Tourism was not massive until the 1960s. In 1950, the municipality had only three inns and three hotels, which mainly accommodated summer visitors from Barcelona, ??as well as merchants, captains or shipowners. A figure that had multiplied by 22 in 1970, when there were already 135 establishments, including hotels, inns and campsites that mainly housed European tourists.

The need for labor to build tourist infrastructure and provide service to hotels and restaurants led to “a second wave of migration and the emergence of new neighborhoods, such as Vilartagues,” explains Xavier Roca, museum technician. The first – explains Roca – coincided with the construction of the train track, which arrived in 1892, the rise of the cork factories and the construction of the port.

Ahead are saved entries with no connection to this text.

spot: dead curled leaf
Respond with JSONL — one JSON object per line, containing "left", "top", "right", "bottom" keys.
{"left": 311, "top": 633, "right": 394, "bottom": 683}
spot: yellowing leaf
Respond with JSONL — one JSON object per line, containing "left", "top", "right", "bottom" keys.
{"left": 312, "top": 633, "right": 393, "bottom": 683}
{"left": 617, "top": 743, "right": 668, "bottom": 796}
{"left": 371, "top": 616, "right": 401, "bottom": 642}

But before this massive emergence of tourism, the municipality had already witnessed several initiatives, such as spa tourism, thanks to the public baths of Sant Elm or the Viatges Blaus, an initiative promoted by the Barcelona-based businessman Jaume Marill among 1929 and 1936, consisting of chartering large ships, with coblas and corals that enlivened the trip from Barcelona, ??to discover the landscape of the Costa Brava.

A prominent name in the exhibition is Ramon Gay, a businessman who knew how to adapt to the times. As a riverside carpenter he manually created hundreds of traditional fishing boats. After the Civil War, he converted some of those boats into boats for taking tourists. Thus, the Costa Brava Cruises emerged, operating between 1960 and 1979, which transported tourists from Blanes to Llafranc. Another visionary was Vicenç Gandol, who in the sixties created a private tourist office from which he rented houses to tourists, sold cruise tickets or tickets to the bullfights.

Currently, the hotel offer consists of a total of 23 accommodations, and second homes have a great weight.